If you are 70½ or older you can donate from your IRA directly to the qualified organization of your choice – tax-free! This special rule, originally passed by Congress in 2006, was extended in October 2008 (§205 of H.R. 1424, the Emergency Economic Stabilization Act of 2008). The extension applies to the 2008 and 2009 tax years, and allows you to give up to $100,000 each year. You could call this rule the “Grin and Give Rule.”
Normally, when you take money out of your IRA, that money is taxable income to you. That’s fine, you say, you’ll just turn around and spend the money on your mortgage or give it to a charity — and get an offsetting deduction. But you might not get all or part of that deduction if, for example, you use the standard deduction or you itemize and your deductions get caught up in the phase-out rules.
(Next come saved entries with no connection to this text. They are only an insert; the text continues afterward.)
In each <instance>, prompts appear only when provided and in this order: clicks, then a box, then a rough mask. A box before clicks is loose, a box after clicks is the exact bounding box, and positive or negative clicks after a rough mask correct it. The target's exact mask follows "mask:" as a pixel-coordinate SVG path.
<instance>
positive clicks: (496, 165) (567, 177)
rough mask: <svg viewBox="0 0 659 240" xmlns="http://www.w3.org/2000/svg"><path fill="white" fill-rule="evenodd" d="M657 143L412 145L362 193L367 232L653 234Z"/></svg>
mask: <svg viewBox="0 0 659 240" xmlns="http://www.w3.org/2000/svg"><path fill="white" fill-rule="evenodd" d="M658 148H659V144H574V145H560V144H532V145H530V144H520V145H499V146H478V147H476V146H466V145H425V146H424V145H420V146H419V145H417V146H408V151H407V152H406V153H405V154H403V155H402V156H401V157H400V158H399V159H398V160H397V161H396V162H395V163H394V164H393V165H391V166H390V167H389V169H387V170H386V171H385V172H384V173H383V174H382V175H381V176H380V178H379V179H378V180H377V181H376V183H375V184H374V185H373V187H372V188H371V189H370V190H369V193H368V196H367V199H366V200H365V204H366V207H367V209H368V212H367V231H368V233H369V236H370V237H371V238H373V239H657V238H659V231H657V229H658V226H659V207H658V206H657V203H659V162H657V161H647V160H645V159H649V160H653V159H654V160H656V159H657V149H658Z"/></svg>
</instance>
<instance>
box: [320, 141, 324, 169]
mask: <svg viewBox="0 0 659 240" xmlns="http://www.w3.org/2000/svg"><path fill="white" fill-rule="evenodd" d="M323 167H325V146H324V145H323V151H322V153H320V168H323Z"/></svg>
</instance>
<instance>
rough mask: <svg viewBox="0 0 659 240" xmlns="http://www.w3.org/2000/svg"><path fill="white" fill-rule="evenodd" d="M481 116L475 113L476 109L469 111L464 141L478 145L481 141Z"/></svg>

Under the Grin and Give Rule, the money taken from the IRA is not taxable income to you. And you don’t have to worry about whether you use the standard deduction, itemize or face other deduction limits. Actually, if you were going to make a charitable deduction anyway, using the Grin and Give Rule could help you protect your other itemized deductions, and even save taxes on your social security. And, of course, the charity doesn’t have to pay any tax either.
Cautions: Don’t give away money you may need. The gift must be made directly from your IRA trustee to the charity. Be sure to obtain a written receipt from the charity to substantiate your donation. The Rule applies many charities, but not all. At this moment, this is a Federal income tax law; check whether the California income tax laws have been conformed to include the extension.